In the top of the second inning, A's outfielder Denzel Clarke thought he wisely passed on hacking at a 2-2 cutter to work the count full. So did the home plate umpire, who called the pitch a ball. But Maldonado was not having it.
Maldonado tapped his helmet to activate the ABS challenge system—MLB's new spring training experiment that gives teams at least two opportunities per game to challenge ball and strike calls.
The play went to replay review, and Maldonado was proven right—by maybe a baseball seam or two. The ABS confirmed that the edge of the baseball slightly made contact with the strike zone, sending Clarke back to the dugout with a strikeout.
This ABS challenge 😳
— FOX Sports: MLB (@MLBONFOX) February 22, 2025
(via @PitchingNinja)pic.twitter.com/QJdo1SPrWF
It doesn't get much better than that for a veteran catcher.
The 38-year-old Maldonado signed with the Padres on a non-roster deal back in January to give the team some depth in spring training.
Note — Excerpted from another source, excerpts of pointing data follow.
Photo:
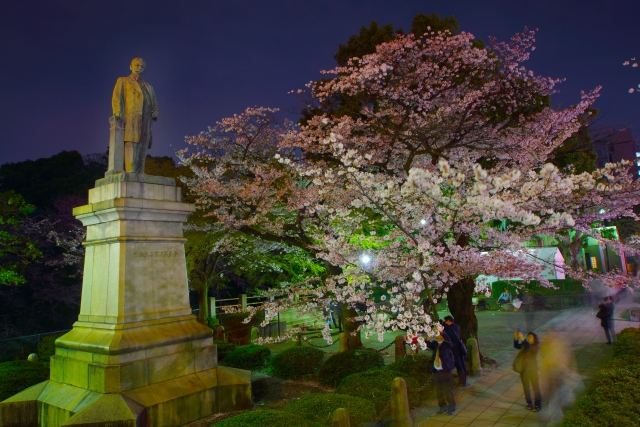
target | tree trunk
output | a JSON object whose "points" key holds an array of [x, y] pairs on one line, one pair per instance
{"points": [[461, 307], [203, 305], [350, 325]]}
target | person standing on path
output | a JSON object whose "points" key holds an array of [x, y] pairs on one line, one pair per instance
{"points": [[459, 349], [529, 368], [442, 363], [606, 319]]}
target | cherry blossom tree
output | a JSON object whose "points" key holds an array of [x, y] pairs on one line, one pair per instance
{"points": [[439, 176]]}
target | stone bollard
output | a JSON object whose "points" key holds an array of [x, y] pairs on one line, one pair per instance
{"points": [[401, 348], [344, 342], [219, 334], [474, 358], [400, 414], [340, 418]]}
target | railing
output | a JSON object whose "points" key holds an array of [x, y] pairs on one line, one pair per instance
{"points": [[281, 322]]}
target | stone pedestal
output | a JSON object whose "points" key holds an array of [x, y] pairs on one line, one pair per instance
{"points": [[136, 356]]}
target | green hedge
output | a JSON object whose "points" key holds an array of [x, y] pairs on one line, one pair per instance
{"points": [[375, 385], [613, 397], [224, 348], [297, 362], [416, 366], [265, 418], [318, 409], [251, 357], [18, 375], [565, 287], [341, 365]]}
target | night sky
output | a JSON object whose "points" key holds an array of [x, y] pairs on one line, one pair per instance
{"points": [[210, 59]]}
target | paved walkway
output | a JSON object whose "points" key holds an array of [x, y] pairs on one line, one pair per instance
{"points": [[497, 399]]}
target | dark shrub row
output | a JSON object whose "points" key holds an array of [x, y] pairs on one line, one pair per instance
{"points": [[18, 375], [564, 287], [613, 397]]}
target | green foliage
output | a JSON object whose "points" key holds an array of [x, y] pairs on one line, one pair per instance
{"points": [[270, 418], [341, 365], [416, 366], [577, 153], [375, 385], [45, 180], [296, 362], [564, 287], [364, 43], [224, 348], [613, 397], [47, 346], [318, 409], [17, 249], [20, 374], [250, 357]]}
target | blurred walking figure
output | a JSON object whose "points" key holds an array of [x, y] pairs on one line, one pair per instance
{"points": [[442, 364], [459, 349], [505, 297], [606, 319], [526, 364], [559, 371]]}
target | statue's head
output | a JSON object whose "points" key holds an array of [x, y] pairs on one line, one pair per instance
{"points": [[137, 66]]}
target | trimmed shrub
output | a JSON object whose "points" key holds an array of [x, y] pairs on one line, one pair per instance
{"points": [[264, 418], [341, 365], [613, 397], [318, 409], [20, 374], [565, 287], [417, 366], [296, 362], [251, 357], [375, 385], [224, 348]]}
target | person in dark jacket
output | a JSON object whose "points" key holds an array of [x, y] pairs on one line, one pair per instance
{"points": [[606, 319], [529, 375], [459, 349], [442, 363]]}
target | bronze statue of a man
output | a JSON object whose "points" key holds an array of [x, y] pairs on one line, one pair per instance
{"points": [[135, 101]]}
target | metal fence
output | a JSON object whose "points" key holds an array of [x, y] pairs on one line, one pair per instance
{"points": [[21, 347]]}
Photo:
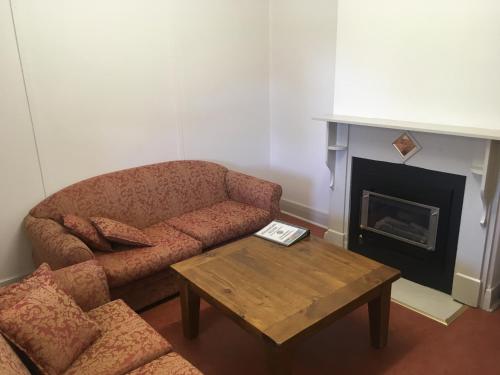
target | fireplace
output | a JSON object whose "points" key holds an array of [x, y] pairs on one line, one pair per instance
{"points": [[407, 217]]}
He's a long shot to make the Opening Day roster, as San Diego features catchers Elias Diaz and Luis Campusano ahead of him on the depth chart.
A former Gold Glove winner, Maldonado is a defensive-minded catcher who batted just .119/.174/.230 with four homers in 48 games for the lowly Chicago White Sox last season. If MLB planned to utilize the ABS challenge system in the regular season—which it isn't, at least for 2025—perhaps it would raise Maldonado's stock a bit behind the plate.